Profiling showed me that my two bottlenecks were reading each file and then modifying the timestamp of each entry in each file. Since I could not avoid reading each file line by line, I focused on increasing the speed of my timestamp conversion. It turns out that Python’s datetime module is slow, at least for datetime.datetime.strptime(). But since my timestamps were all formatted the same way, I could convert each part of the string to an integer and make a datetime object from those integers, which is much faster than making one from strings. I found Vita Smid’s tutorial particularly useful, and it matched others’ answers on Stack Overflow.
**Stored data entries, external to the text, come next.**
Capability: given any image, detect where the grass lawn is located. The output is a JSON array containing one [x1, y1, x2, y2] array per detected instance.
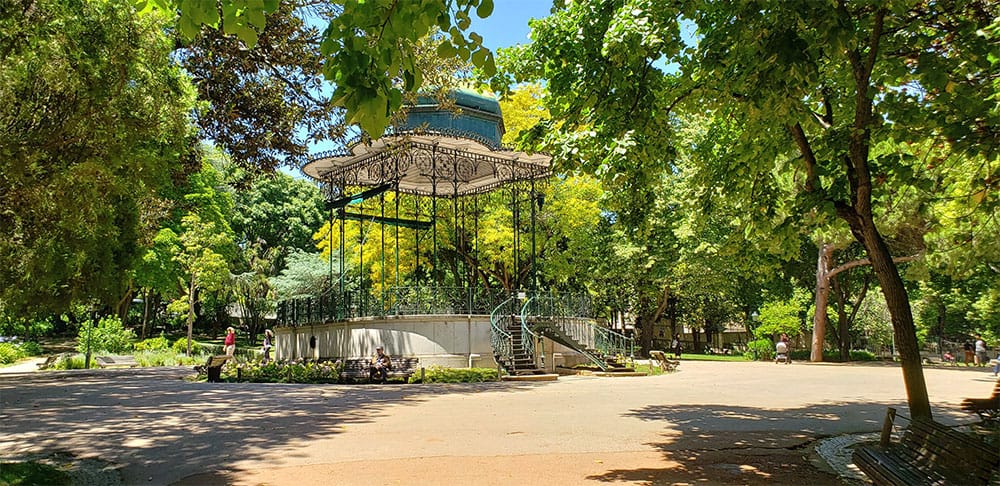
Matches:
[[0, 461, 71, 486], [674, 353, 748, 362]]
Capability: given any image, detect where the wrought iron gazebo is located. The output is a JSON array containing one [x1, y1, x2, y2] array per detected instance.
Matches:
[[274, 89, 633, 374]]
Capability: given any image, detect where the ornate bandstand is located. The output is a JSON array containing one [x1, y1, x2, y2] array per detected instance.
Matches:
[[274, 90, 633, 375]]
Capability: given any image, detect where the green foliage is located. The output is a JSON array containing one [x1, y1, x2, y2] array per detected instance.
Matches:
[[134, 349, 204, 367], [0, 314, 55, 340], [322, 0, 498, 135], [172, 338, 204, 355], [632, 363, 664, 375], [75, 316, 135, 354], [788, 349, 877, 362], [175, 3, 344, 172], [230, 172, 326, 255], [0, 341, 42, 363], [220, 359, 339, 383], [0, 343, 20, 364], [19, 341, 43, 356], [48, 354, 94, 370], [754, 298, 803, 339], [408, 366, 498, 383], [745, 338, 775, 361], [271, 250, 333, 300], [0, 0, 199, 317], [0, 461, 71, 486], [849, 350, 877, 362], [151, 0, 498, 136], [134, 334, 171, 352], [137, 0, 278, 46]]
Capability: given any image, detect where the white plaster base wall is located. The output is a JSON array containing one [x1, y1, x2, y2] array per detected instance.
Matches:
[[274, 315, 499, 368]]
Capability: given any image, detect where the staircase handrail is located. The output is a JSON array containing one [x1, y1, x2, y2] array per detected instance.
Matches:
[[489, 295, 517, 368], [593, 325, 635, 360], [518, 296, 539, 365]]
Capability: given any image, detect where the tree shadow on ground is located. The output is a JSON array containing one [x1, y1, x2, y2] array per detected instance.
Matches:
[[584, 400, 972, 485], [0, 367, 552, 485]]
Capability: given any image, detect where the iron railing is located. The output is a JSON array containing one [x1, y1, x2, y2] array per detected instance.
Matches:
[[518, 297, 538, 365], [594, 324, 636, 359], [490, 296, 518, 368], [521, 292, 633, 360], [276, 286, 511, 326]]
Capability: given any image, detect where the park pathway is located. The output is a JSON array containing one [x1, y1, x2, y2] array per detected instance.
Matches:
[[1, 359, 995, 485]]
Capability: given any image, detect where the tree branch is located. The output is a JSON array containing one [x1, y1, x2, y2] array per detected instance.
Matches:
[[828, 254, 920, 280], [788, 122, 820, 192]]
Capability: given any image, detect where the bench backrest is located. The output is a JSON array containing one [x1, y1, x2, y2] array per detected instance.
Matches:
[[900, 418, 999, 482], [649, 350, 667, 361], [205, 355, 230, 367]]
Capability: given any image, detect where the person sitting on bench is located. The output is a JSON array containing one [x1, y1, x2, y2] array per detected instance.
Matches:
[[369, 346, 391, 383]]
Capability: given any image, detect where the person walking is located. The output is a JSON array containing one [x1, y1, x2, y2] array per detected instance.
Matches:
[[963, 340, 975, 366], [975, 335, 988, 367], [224, 327, 236, 356], [261, 329, 274, 364], [671, 334, 683, 359]]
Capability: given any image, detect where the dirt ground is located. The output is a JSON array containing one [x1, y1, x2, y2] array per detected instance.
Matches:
[[2, 358, 995, 485]]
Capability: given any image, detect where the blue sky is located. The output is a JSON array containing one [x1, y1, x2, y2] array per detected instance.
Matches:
[[469, 1, 553, 51]]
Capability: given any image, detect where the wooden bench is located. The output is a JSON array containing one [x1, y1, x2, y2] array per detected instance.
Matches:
[[961, 378, 1000, 422], [852, 407, 999, 485], [648, 350, 680, 372], [95, 355, 139, 368], [193, 355, 231, 383], [338, 356, 420, 383]]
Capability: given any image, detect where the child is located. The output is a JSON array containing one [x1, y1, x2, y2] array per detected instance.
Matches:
[[942, 351, 956, 364]]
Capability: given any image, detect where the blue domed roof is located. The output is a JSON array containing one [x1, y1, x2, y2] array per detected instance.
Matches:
[[401, 89, 505, 148]]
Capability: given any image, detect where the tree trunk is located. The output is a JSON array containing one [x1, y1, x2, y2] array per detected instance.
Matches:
[[811, 243, 833, 361], [856, 218, 930, 419], [141, 288, 152, 340], [115, 280, 134, 322], [186, 276, 196, 357], [937, 301, 945, 359], [832, 275, 850, 361]]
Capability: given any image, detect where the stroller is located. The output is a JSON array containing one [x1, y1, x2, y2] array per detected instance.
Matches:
[[775, 341, 790, 364]]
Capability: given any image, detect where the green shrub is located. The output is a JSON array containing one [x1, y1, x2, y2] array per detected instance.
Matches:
[[172, 338, 204, 355], [744, 338, 775, 361], [216, 359, 339, 383], [0, 314, 55, 340], [787, 349, 880, 362], [0, 343, 19, 364], [19, 341, 42, 356], [49, 354, 95, 370], [409, 366, 498, 383], [134, 349, 205, 367], [0, 341, 43, 364], [134, 334, 170, 352], [75, 316, 135, 354]]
Three other changes were important. First, I stopped using a tweet’s ‘created_at’ field and used the ‘timestamp_ms’. Since the timestamp can easily be made an integer, it can be converted to a Timestamp object very quickly. Second, my code would reach file line by line, convert the tweets to a dataframe, and then read the dataframe row by row. I moved as much dataframe processing as possible to when I first read each line of the file, and I vectorized as much of the rest of the code that read row by row as I could. The third change had to do with executing the coding. I use Python’s multiprocessing module to parallelize my code, and I had used 8 cores. For some reason I still do not understand, had not experienced when using fewer cores, and could not find a convincing answer for on the internet, the code executed incredibly slowly. Running the new code on only two cores therefore proved to be the biggest contributor to executing my code faster.
To summarize, profiling my code showed that making a datetime object from a string was the biggest bottleneck. Four changes to how I processed the timestamp in a tweet halved the execution time, based on testing on my laptop. Executing the code with two cores on my server provides the biggest boost, however. Whereas before I could process approximately 200 files per day, I now process just under 7,000 What would have taken longer than a month will now take just more than two days. Color me happy going into the weekend!